The dance programme at the 2017 Taiwan International Festival of the Arts (台灣國際藝術節) in Taipei got off to a visually striking start with a very much home-grown offering, the curtain rising to reveal a series of huge white silks hanging to the floor. Clouds perhaps, rain falling from clouds perhaps, or maybe just the effect of a seed having been planted in the mind by the programme, which tells us that The Eternal Tides (潮) by choreographer and Legend Lin Dance Theatre (無垢舞蹈劇場) artistic director Lin Lee-chen (林麗珍) is a visualisation of the life cycle of tide, and indeed water as a whole, from droplets in the high atmosphere to clouds to rivers to the sea. A musician off to the right strikes a gong slowly, very slowly, and very methodically, as if summoning us, the spirits we are about to see.
The tides of the title are, in fact, merely a metaphor for the cycle of life, and sure enough eventually you realise that there’s the small white figure of Wu Ming-jing (吳明璟), hidden under those silks. As she starts to move there is a sense that we are witnessing a birth or an awakening. Near-naked, she spirals her head and her upper body for an age, all in accord with the drum, her very long hair flying through the air slicing through the space like a whip being swung continually around and around. For 20 minutes and more she circles again and again. It’s an impressive feat, and yet the expected feeling of a trance-like state never materialises and, despite occasional changes in tempo, it does start to drag rather.
The Eternal Tides is a follow up to Lin’s ‘heaven, earth and man’ trilogy of Mirroirs de Vie (觀, 1995), Hymne aux Fleurs qui Passant (Anthem to the Fading Flowers,花神祭, 2000) and Song of Pensive Beholding (醮, 2009).
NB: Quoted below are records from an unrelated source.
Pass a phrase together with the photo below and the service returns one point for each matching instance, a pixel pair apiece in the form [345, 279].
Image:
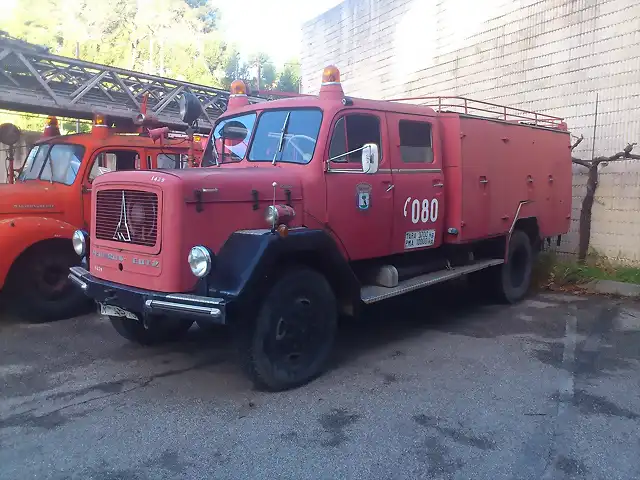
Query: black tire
[38, 287]
[509, 282]
[160, 330]
[289, 342]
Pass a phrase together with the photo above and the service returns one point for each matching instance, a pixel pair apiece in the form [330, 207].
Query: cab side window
[166, 161]
[112, 161]
[415, 142]
[352, 132]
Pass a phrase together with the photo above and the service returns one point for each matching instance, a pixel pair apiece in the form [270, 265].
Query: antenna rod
[595, 128]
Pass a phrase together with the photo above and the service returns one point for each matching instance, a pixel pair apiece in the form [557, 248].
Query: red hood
[228, 183]
[201, 206]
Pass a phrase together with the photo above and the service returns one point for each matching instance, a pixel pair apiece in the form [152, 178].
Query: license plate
[419, 238]
[113, 311]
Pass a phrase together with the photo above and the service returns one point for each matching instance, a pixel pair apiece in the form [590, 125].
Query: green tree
[289, 79]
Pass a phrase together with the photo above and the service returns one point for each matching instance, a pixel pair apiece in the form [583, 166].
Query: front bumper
[147, 302]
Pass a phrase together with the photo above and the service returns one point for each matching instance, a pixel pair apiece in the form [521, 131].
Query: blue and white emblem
[363, 196]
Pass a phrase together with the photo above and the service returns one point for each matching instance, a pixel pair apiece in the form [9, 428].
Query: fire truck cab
[50, 198]
[318, 205]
Although described in the programme as a continuation of the legend of the eagle brother and White Bird of Song of Pensive Beholding, Lin prefers not to give a clear explanation of the work, and would rather people see and feel whatever message it brings to them rather than be constrained by textual explanation. As such, Wu, as the White Bird, is the only named character.
Lin is unique in the way she draws local and national culture and an overwhelming sense of ritual into her dance, and there is certainly plenty of that as the work unfolds. Typically, Lin is not afraid to let everything take time, and take time it does. Nothing is rushed. The dancers mostly move very, very slowly, more deliberately than you could ever imagine, half crouched, bent forward. Far from being boring it actually enhances the tension.
Lin may be a choreographer, but she has a master painter’s eye for image and detail, and she certainly paints some starkly beautiful pictures. The dance combined with the austerity of design makes the whole feel like one of those Chinese ink paintings that are filled with white space come to life. It is quite exquisite.
A couple of moments are especially gorgeous. First is the meeting of Wang Chien-yi (王芊懿) and Cheng Chieh-wen (鄭傑文) in ‘Thought’. When she puts her head against his chest before their bodies fold around one another, Lin doesn’t need to say any more. Second is the death of the White Bird, a picture of stunning contrasts. Wu centre stage, her hair now as a huge black headdress, is all monochrome, but around her stand four golden lit men in black skirts and red bandanas, their bodies glistening in their golden light. Marvellous.
It’s not all quiet and slow, though. There are moments that will make you sit up with a start. That long opening solo ends with a series of violent screams. And then, after the mood darkens and becomes menacing, there is the ‘Fight’ in which the dance bursts into violent life, the combatants led by Cheng and Chen Chi-shun (陳啟順) shaking with rage and screaming to the powerful urging of the drums.
And yet, for all the intensity, superb imagery and mood that is conjured up The Eternal Tides, I couldn’t help feeling that I had seen it all before. Too often it felt like a repeat rather than a new episode; not quite a collage of fragments of previous works, but heading in that direction. It’s not so much the movement vocabulary as the narrative, designs and whole mood. That includes the end that has a dancer painstakingly laying out stones from a bowl along a path, although I do understand the metaphor. I can’t help wondering whether the trilogy (should that now be tetralogy?) has somehow taken over, and whether this is now it, and whether there is anywhere for Lin and her remarkable dancers go next.